SHE occasionally ventures into deep waters where few lawyers dare to tread, but the nightmares that accompany such sojourns have tested her resilience, character and faith in her chosen profession.
Following her arrest on Sunday while representing staffers from Prime Minister (PM) Morgan Tsvangirai's Office, police continued to detain Beatrice Mtetwa, even though the High Court had issued an order for her release, raising questions as to the true motive of her detention. Yesterday she was denied bail and remanded in custody to April 3 by a Harare magistrate.
"People who do things under the cover of darkness are afraid of light. So, if you come at midnight I'll be there with my headlights glaring," the top lawyer says at the beginning of a new film she features titled: Beatrice Mtetwa and the rule of law.
And for sure for more than a decade since concerns about failure to adhere to the rule of law in Zimbabwe started emerging, her headlights have been glaring.
Mtetwa has defended dozens of journalists, in the process frustrating those working against freedom of expression and access to information.
She has also successfully defended PM Tsvangirai and hordes of other officials from his Movement for Democratic Change (MDC-T) party, saving them jail time and crushing hopes of a one party State.
However, her quest for justice has come at a price.
In May 2007, Mtetwa was unlawfully detained and severely assaulted by the police after participating in a demonstration called by the Law Society of Zimbabwe (LSZ).
There have also been attempts to break her spirit in the State media through hate speech.
She has been labelled ugly, the belly of the beast among other names meant at public derision.

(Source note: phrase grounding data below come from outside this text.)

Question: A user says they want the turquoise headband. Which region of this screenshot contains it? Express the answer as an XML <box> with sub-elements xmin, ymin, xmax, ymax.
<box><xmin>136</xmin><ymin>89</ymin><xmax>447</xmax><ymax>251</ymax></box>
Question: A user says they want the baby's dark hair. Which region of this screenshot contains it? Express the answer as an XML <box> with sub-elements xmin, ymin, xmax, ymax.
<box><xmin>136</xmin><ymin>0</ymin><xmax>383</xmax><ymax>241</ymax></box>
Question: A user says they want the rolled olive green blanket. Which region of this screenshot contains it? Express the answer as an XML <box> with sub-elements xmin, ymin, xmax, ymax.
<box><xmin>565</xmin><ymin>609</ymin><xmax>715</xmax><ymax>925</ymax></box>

"They've called me ugly, dull, lonely and dejected. It's discriminatory. I can't imagine they would have done the same thing to a male Law Society president," she told The Lawyer magazine in 2007 when she was the head of the LSZ.
Despite the persecution, her efforts have not gone unnoticed locally, regionally and internationally.
Within the Southern African Deve-lopment Community region, Mtetwa was awarded the 2009 Sydney and Felicia Kentridge award from South Africa's General Council of the Bar, while internationally she has been awarded the 2008 Lifetime Achievement award from the Committee to Protect Journalists and the 2003 Liberty/Justice and Law society Human rights Lawyer of the year award, among others.
Mtetwa received her Bachelor of Laws from the University of Botswana and Swaziland in 1981 and spent the next two years working as a prosecuting attorney in Swaziland.
In 1983, she moved to Zimbabwe, where she continued working as a prosecutor until 1989.
That year, she went into private practice, and soon began specialising in human rights law.
In one of her more notable cases, she successfully challenged a section of Zimbabwe's Private Voluntary Organisations Act which allowed a government minister the authority to dissolve or replace the board members of non-governmental organisations.
She also challenged the results of 37 districts in the 2000 parliamentary elections.
In a PBS documentary, Mtetwa described her motives for her activism as "not because there is any glory or cash to it and not because I'm trying to antagonise the government... I'm doing it because it's a job that's got to be done."
Mtetwa is particularly noted for her defence of arrested journalists, both local and international.
In 2003, for example, she won a court order preventing the deportation of Guardian reporter, Andrew Meldrum, presenting it to security officials at Harare International Airport only minutes before Meldrum's plane was scheduled to depart.
She also won acquittals for detained reporters Toby Harnden and Julian Simmonds from Lon-don's Sunday Telegraph, who had been arrested during coverage of the April 2005 Parliamentary election on charges of working without government accreditation.
In April 2008, she secured the release of New York Times reporter Barry Bearak, who had been imprisoned on similar charges.
She also defended many local journalists arrested in the run-up to the 2008 presidential election.
To practicing lawyers in Zimbabwe, she re-mains a prized family treasure and there has been consolation in her hour of trial or during times of relentless tribulation, such as this week.
"For every Beatrice Mtetwa that these State agents and institutions put behind bars and attempt to embarrass, humiliate and punish without lawful cause, there are 10 other human rights lawyers waiting to take up the mantle," said Zimbabwe Lawyers for Human Rights deputy head, Precious Chakasikwa on Monday.
Mcdonald Lewani-kwa, the director of the Crisis in Zimbabwe Coalition, described Mt-etwa as "our gallant protector" while John Chita-kure, a political activist, said she was "the conscience of the nation, the voice of the voiceless, the advocate of the downtrodden, the dehumanised and the subjugated people of Zimbabwe."